Considered and decided by the court en banc without oral argument.

*760 WAHL, Justice.

Defendant was charged by indictment with first-degree premeditated murder, second-degree intentional murder, and second-degree felony murder, Minn.Stat. §§ 609.185(1), 609.19(1), (2), and 609.221 (1982), in the beating death of her 6-week-old daughter. The trial court granted a defense motion for judgment of acquittal on the charge of first-degree premeditated murder, and defendant was found guilty by jury verdict of second-degree murder. The trial court sentenced defendant to 112 months in prison, which was within the presumptive sentence range for a severity level X offense by a person with a criminal history score of zero. Defendant appeals. We affirm the judgment of conviction but remand for resentencing.

1. Defendant's first contention relates to the admission of certain statements that she made to the police. Police talked with defendant on a number of occasions: at her house on December 25, which was the day that the baby died, and on December 28; at a hospital on December 29, after defendant was taken into protective custody because of fears that she might kill herself; and at the police station on January 6, 1982, after she was indicted and arrested. Miranda warnings were given and waivers obtained only at the two interrogation sessions on January 6. Defense counsel challenged the admissibility of the December 28 and December 29 statements at the omnibus hearing but impliedly conceded the admissibility of the January 6 statements. The trial court admitted all of defendant's statements except one given in response to an express question on December 29. On appeal, defendant contends (a) that the other statements made on December 29 should have been suppressed because they were made in response to conduct by police designed to elicit incriminating statements, see Rhode Island v. Innis, 446 U.S. 291, 100 S. Ct. 1682, 64 L. Ed. 2d 297 (1980), and (b) that the statements made on January 6 should have been suppressed because they were obtained after defendant was indicted and the right to counsel had attached.

On the record before us we find that defendant's express waivers on January 6 were valid. State v. Kivimaki, 345 N.W.2d 759 (Minn.1984). We need not decide the issue of whether the statements given on December 29 at the hospital were volunteered, as the trial court concluded, or made in response to conduct designed to elicit incriminating statements, as defendant argues. These statements were not as damaging by far as the statements she gave on January 6. On December 29 she still maintained her innocence, whereas on January 6 she confessed wrongdoing. Thus, even if the trial court erred in denying the motion to suppress all of the statements made on December 29, the error was not prejudicial.
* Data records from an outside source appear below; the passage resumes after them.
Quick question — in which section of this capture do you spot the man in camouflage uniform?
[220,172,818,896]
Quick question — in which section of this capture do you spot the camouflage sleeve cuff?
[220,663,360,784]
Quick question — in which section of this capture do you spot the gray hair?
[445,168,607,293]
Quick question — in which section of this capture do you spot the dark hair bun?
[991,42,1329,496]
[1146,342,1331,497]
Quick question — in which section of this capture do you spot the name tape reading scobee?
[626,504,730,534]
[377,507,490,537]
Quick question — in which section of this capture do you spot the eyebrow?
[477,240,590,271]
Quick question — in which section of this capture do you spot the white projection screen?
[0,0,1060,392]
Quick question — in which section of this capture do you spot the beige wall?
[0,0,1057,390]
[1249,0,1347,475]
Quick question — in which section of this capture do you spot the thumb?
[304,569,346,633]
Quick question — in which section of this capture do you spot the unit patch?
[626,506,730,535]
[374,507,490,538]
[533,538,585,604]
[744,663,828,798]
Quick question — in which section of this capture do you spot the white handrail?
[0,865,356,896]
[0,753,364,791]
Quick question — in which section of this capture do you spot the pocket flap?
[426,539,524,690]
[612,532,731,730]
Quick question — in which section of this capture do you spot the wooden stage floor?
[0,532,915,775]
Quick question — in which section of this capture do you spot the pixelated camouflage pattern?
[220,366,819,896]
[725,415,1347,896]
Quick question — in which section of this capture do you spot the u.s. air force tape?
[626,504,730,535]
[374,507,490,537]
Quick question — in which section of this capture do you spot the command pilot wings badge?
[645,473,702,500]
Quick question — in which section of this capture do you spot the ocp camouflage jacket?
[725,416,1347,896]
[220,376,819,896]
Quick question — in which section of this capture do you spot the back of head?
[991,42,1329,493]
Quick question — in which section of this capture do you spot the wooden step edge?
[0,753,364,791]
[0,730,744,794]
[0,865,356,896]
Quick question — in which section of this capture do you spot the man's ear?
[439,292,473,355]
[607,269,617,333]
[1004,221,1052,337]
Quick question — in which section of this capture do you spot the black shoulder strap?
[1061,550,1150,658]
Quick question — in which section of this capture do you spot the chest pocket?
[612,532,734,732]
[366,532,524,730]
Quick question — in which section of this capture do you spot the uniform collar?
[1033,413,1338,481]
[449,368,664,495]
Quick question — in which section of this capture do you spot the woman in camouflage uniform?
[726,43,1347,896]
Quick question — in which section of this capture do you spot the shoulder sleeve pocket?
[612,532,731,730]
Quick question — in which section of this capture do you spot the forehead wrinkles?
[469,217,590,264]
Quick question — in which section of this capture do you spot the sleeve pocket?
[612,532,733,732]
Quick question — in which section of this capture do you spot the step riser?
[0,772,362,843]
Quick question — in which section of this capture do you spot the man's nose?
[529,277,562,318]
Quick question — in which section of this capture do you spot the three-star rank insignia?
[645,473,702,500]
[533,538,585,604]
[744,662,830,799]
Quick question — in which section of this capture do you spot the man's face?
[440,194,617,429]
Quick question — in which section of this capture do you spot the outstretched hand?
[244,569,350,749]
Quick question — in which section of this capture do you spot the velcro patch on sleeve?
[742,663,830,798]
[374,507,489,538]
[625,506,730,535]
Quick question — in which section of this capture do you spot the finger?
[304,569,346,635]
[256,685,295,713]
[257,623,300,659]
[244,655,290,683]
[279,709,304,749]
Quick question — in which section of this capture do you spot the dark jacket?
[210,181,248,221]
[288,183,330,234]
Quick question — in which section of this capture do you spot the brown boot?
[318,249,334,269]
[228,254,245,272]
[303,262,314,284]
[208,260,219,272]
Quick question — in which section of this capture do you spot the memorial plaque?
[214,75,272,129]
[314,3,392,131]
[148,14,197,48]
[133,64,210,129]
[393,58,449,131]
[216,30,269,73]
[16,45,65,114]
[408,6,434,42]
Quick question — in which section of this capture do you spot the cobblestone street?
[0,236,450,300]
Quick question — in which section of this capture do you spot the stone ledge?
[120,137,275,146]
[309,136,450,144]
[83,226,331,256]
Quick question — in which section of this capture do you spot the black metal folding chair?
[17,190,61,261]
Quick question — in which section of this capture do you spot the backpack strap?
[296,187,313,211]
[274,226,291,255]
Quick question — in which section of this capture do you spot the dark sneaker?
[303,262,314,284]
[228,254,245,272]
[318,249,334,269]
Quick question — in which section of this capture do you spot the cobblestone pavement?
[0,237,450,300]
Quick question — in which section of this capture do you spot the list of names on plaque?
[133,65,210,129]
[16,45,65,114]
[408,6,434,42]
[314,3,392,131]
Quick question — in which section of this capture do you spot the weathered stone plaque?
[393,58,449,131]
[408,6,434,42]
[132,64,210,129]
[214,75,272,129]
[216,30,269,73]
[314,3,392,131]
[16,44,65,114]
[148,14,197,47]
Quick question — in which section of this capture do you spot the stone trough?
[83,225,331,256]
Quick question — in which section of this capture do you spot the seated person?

2. We also do not decide defendant's contention that the trial court erred in allowing the pathologist to testify that the "manner of death" was "homicidal." No timely or specific objection to this evidence was ever made, nor was a clarifying instruction to the jury requested. The issue has been waived for purposes of appellate review. State v. Russell, 330 N.W.2d 459 (Minn.1983).

3. Defendant's next contention is that the evidence was insufficient to establish felony murder, a contention she bases on the fact that the felony underlying the charge of felony murder was assault. Defendant contends that we should establish a requirement that a felony cannot support a conviction of felony murder unless the felony is independent of the homicide, as would be the case with robbery or burglary but is not the case with assault. We recently rejected an identical argument in State v. Jackson, 346 N.W.2d 634 (Minn. 1984).

4. Defendant's final contention is that her sentence should be reduced pursuant to the recent action of the Sentencing Guidelines Commission reclassifying felony murder as a severity level IX offense rather than a severity level X offense. Because it is not possible to tell from the general guilty verdict whether the jury *761 found defendant guilty of intentional murder, a severity level X offense, or of felony murder, a severity level IX offense, fairness dictates that it be considered the lesser of the two. We remand the case to the trial court for resentencing as a severity level IX offense. In all other respects the judgment is affirmed.

Affirmed as modified and remanded for resentencing.